I was trying to hand-condition some yellow Pardo Art Clay and all it did was crumble. I’d successfully hand-conditioned translucent Pardo Art Clay, but this yellow looked like grated cheese. I was getting frustrated.
So, I reread Ginger Davis Allman’s post on How to Condition Pardo Translucent Art Clay and her phrase, “Pardo doesn’t fully condition until you make it super thin” stuck with me. She also said that polymer clay is thixotropic. “This means that when you apply a sudden stress to the material, it will often fracture rather than yield… If you stretch it really slowly, it will easily stretch and flow.”

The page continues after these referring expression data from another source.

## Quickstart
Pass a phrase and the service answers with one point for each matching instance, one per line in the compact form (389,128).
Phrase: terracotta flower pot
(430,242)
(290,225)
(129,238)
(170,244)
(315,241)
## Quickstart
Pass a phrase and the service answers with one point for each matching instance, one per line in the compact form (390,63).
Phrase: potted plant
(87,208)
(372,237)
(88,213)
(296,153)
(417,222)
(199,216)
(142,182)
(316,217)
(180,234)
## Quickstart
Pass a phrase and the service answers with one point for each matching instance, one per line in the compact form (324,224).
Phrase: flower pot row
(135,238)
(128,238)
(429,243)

This gave me the idea to just use the clay machine and gradually make the clay really thin before conditioning it. The ten minute video below shows the process using translucent Pardo Art Clay.
First, I cut new slices from the block of polymer clay. Without folding or doubling them, I gradually made them 0.5mm thin. Then, I was able to condition the clay. It became supple and I could fold it without breaking and eventually make it the thickness I wanted.
I tried it with other colors of Pardo and some hard Cernit and Kato and it also worked. So this is my new method of conditioning really firm clay. It’s not mess-free, but the clay comes together.
If the clay is stubbornly dry, there are always the products in the photo below to mix into the crumbs. I prefer the soft mixes because they’re less messy than the liquids. Soft translucent clay also works. I’ve also heard of using mineral oil or baby oil, but haven’t tried them.
I try to mix Kato Liquid Polyclay with Kato clay, Fimo Mix Quick with Fimo clay, etc. Not that I’m a purist, it’s that I’m a novice. Each brand of clay is different and don’t want to cause myself problems.